The businessman pushed the women out of the building and pulled a cell phone from his inside pocket, extended the antenna by gripping it between his teeth, but kept walking up Washington.

“Come on,” the security guard said. “Turn around and go out the way you came in. Right now. Come on.”

I swayed in front of him and licked my beard, came back with eggshell. I left my mouth open as I chewed on it and it crackled.

The security guard set his feet on the marble and placed a hand on his nightstick. “You,” he said, like he was talking to a dog. “Go.”

“Uh-ah,” I mumbled, and swayed some more.

The elevator bank dinged as another car reached the lobby.

The security guard reached for my elbow, but I pivoted and his fingers snapped at air.

I reached into my pocket. “Got something to show you.”

The security guard pulled his nightstick from its holster. “Hey! Keep your hands where I can see—”

“Oh, my God,” someone said as the crowd exited the elevator and I pulled a banana from my trench coat, pointed it at the rent-a-cop.

“Jesus Christ, he’s got a banana!” The voice came from behind me. Angie.

Always the improviser. Couldn’t stick to the script.

The crowd from the elevator was trying to cross the lobby, avoid eye contact with me, and still see enough of the incident to have the day’s best story at the watercooler.

“Sir,” the security guard said, trying to sound authoritative and yet polite, now that several tenants bore witness, “put the banana down.”

I pointed the banana at him. “Got this from my cousin. He’s an orangutan.”

“Shouldn’t someone call the police?” a woman asked.

“Ma’am,” the security guard said, a bit desperately, “I have this under control.”

I tossed the banana at him. He dropped his nightstick and jumped back as if he’d been shot.

Someone in the crowd yelped, and several people jogged for the doors.

At the elevator bank, Angie caught my eye and pointed at my hair. “Very hot,” she mouthed, and then she slipped into the elevator and the doors closed.

The security guard picked up his nightstick and dropped the banana. He looked ready to rush me. I didn’t know how many people remained behind me—maybe three—but at least one of them could be thinking about heroically rushing the vagrant as well.

I turned so that my back was to the horseshoe desk and elevators. Only two men, one woman, and the security guard remained.

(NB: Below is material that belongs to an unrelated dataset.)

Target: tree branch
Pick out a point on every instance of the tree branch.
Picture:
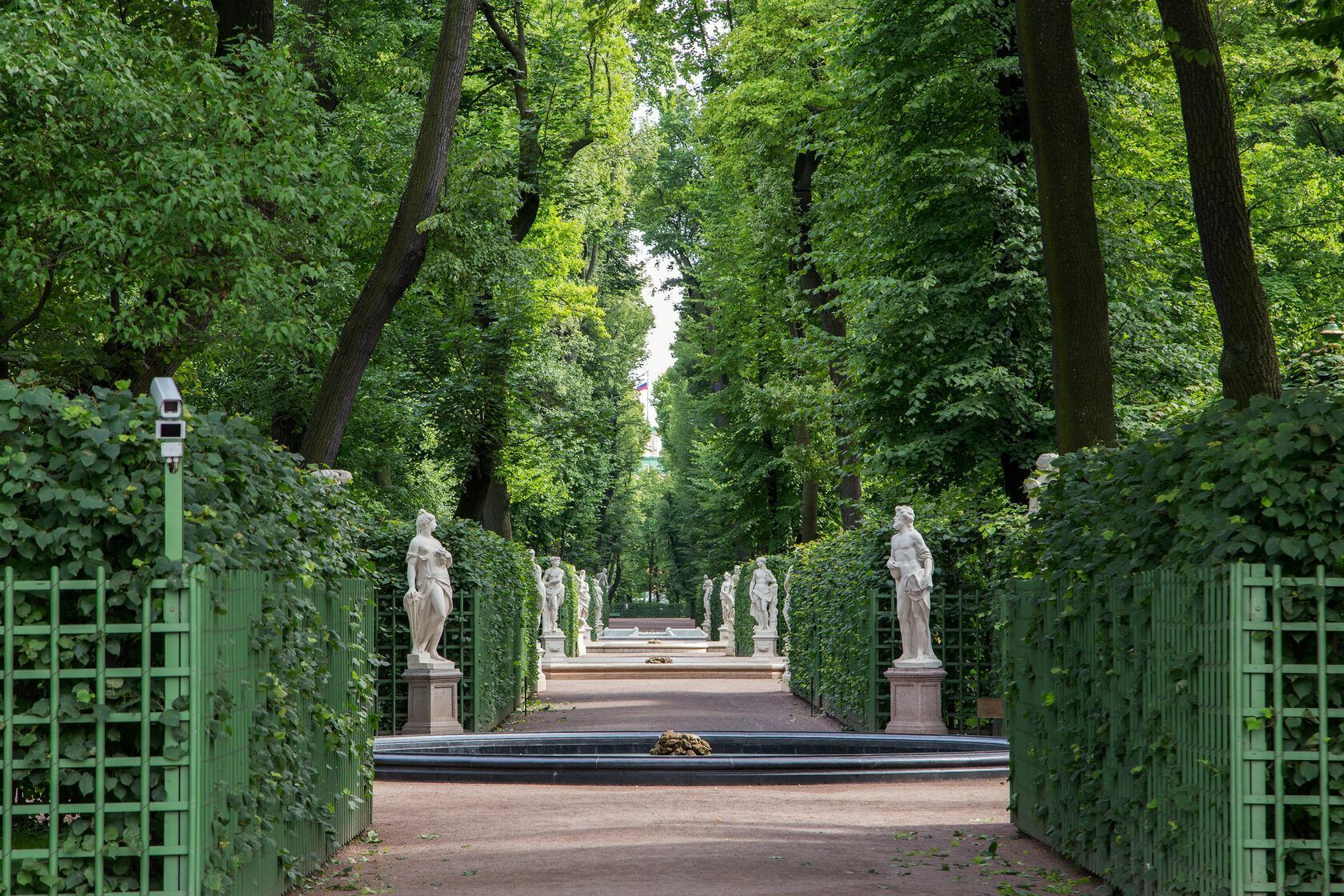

And both men were inching toward the doors. The woman seemed fascinated, however. Her mouth was open, and one hand was pressed against the base of her throat.

“Whatever happened to Men at Work?” I asked her.

“What?” The security guard took another step toward me.

“The Australian band.” I turned my head, locked the security guard in a kind, curious stare. “Very big in the early eighties. Huge. Do you know what happened to them?”

“What? No.”

I cocked my head as I stared at him, scratched my temple. For a long moment, no one in the lobby moved or even breathed it seemed.

“Oh,” I said eventually. I shrugged. “My mistake. Keep the banana.”

I stepped over it on my way out, and the two men flattened against the wall.

I winked at one of them. “First-rate security guard you got. Without him, I’da busted up the place.” I pushed open the doors onto Washington Street.